Starting MIPRO optimization...
This will generate multiple candidate programs and select the best one.
Optimizer backend: MIPROv2


ValueError: If auto is None, num_trials must also be provided. Given num_candidates=10, we'd recommend setting num_trials to ~26.

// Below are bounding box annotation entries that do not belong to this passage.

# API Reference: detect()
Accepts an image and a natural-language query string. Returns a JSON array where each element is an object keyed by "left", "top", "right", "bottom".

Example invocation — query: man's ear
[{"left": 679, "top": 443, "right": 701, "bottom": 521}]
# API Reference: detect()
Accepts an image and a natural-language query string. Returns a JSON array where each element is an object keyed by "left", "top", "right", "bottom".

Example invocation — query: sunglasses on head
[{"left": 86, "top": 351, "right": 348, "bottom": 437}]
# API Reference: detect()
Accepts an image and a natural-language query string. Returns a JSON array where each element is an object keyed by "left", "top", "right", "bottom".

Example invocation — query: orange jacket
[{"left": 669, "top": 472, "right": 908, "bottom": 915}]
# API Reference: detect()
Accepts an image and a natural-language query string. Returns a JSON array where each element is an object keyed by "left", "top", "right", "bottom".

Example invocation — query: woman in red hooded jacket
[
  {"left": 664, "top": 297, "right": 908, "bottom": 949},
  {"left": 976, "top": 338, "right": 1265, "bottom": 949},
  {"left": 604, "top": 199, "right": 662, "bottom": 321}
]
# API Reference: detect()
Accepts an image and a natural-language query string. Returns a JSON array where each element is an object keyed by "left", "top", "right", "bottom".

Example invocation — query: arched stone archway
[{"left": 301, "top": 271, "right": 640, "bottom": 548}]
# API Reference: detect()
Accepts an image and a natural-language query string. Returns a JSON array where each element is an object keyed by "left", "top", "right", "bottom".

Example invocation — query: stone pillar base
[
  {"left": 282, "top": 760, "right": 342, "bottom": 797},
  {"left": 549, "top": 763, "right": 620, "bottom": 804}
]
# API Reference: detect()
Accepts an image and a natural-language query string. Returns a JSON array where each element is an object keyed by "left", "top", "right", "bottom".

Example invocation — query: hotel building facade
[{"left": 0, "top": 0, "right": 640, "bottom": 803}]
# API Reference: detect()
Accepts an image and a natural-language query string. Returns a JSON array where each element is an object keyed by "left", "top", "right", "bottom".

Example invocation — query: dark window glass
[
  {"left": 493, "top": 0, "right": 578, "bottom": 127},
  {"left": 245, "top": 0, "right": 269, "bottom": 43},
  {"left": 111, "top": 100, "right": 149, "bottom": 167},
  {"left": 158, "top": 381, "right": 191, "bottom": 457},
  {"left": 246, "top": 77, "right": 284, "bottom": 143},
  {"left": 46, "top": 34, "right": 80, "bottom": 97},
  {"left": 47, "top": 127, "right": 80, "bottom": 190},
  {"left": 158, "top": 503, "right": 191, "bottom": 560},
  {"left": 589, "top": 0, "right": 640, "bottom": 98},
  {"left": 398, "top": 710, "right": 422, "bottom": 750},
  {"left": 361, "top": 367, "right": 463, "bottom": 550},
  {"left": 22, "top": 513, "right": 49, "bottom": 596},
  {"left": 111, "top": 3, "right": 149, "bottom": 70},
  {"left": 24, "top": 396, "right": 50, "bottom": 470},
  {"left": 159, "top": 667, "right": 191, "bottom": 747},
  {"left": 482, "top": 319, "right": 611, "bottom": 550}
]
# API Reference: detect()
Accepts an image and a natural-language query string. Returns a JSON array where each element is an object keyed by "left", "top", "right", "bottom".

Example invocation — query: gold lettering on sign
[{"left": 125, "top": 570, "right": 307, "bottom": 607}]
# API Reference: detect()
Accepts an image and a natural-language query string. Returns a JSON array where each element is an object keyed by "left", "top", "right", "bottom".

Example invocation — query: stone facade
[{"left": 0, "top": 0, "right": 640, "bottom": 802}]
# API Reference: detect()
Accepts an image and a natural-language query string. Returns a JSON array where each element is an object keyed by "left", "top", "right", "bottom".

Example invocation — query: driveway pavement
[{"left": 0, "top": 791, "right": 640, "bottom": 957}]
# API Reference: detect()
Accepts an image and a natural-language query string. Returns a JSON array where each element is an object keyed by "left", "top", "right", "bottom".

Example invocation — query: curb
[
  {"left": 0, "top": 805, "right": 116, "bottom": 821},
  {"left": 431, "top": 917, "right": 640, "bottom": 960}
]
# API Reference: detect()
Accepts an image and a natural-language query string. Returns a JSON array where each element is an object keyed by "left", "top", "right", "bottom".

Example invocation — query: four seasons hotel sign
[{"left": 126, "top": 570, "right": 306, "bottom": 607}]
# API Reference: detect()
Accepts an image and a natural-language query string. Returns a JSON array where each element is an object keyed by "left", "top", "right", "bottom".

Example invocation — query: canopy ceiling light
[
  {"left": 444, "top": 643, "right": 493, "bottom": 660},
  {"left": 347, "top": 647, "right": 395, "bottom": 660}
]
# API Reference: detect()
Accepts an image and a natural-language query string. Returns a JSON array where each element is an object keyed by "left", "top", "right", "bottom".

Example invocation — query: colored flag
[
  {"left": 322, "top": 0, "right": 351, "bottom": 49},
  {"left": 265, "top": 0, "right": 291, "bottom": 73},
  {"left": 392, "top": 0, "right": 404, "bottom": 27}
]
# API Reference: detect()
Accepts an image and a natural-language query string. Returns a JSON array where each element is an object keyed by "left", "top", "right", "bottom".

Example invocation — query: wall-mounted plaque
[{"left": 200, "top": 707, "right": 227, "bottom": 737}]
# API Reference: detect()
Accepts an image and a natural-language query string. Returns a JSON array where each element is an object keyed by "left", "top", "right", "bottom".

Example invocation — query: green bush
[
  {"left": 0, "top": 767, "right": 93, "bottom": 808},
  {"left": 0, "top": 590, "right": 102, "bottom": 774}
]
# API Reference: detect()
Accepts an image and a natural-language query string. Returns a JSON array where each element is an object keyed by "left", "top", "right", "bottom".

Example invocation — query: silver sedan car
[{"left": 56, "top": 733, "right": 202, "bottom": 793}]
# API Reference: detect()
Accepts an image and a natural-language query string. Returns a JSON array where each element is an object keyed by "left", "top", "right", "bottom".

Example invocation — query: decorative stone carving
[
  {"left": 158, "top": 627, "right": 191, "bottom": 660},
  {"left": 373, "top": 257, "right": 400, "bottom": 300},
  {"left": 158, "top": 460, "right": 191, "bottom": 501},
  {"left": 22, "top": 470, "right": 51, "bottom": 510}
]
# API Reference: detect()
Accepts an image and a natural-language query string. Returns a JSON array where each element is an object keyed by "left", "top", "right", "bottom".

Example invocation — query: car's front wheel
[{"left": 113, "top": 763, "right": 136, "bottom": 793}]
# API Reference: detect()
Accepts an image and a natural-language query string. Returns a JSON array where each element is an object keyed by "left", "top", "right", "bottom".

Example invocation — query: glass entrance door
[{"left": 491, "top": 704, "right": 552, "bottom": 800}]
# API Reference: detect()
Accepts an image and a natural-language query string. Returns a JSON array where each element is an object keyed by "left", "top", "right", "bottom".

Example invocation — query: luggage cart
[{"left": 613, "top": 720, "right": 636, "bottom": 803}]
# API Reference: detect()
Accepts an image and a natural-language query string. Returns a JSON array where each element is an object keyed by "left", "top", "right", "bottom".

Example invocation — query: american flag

## 5. Evaluation with Concurrent Processing

In [None]:
# Evaluate all approaches
evaluator = Evaluator(
    metric_fn=gsm8k_metric, 
    show_progress=True, 
    verbose=False, 
    max_concurrent=2  # Lower concurrency reduces local parse/truncation errors
)

# Zero-shot baseline
zero_shot = create_baseline("zero-shot", "gsm8k", ollama_lm)
zero_shot_result = evaluator.evaluate(
    zero_shot, dev_examples, "Zero-Shot (Ollama)", "gsm8k"
)

# Few-shot baseline
few_shot = create_baseline("few-shot", "gsm8k", ollama_lm, num_examples=3)
few_shot_result = evaluator.evaluate(
    few_shot, dev_examples, "Few-Shot (Ollama)", "gsm8k"
)

# DSPy optimized
dspy_result = evaluator.evaluate(
    optimized_solver, dev_examples, "DSPy MIPRO (Ollama)", "gsm8k"
)

print("\nResults Summary:")
print(f"Zero-Shot: {zero_shot_result.accuracy:.1%}")
print(f"Few-Shot: {few_shot_result.accuracy:.1%}")
print(f"DSPy MIPRO: {dspy_result.accuracy:.1%}")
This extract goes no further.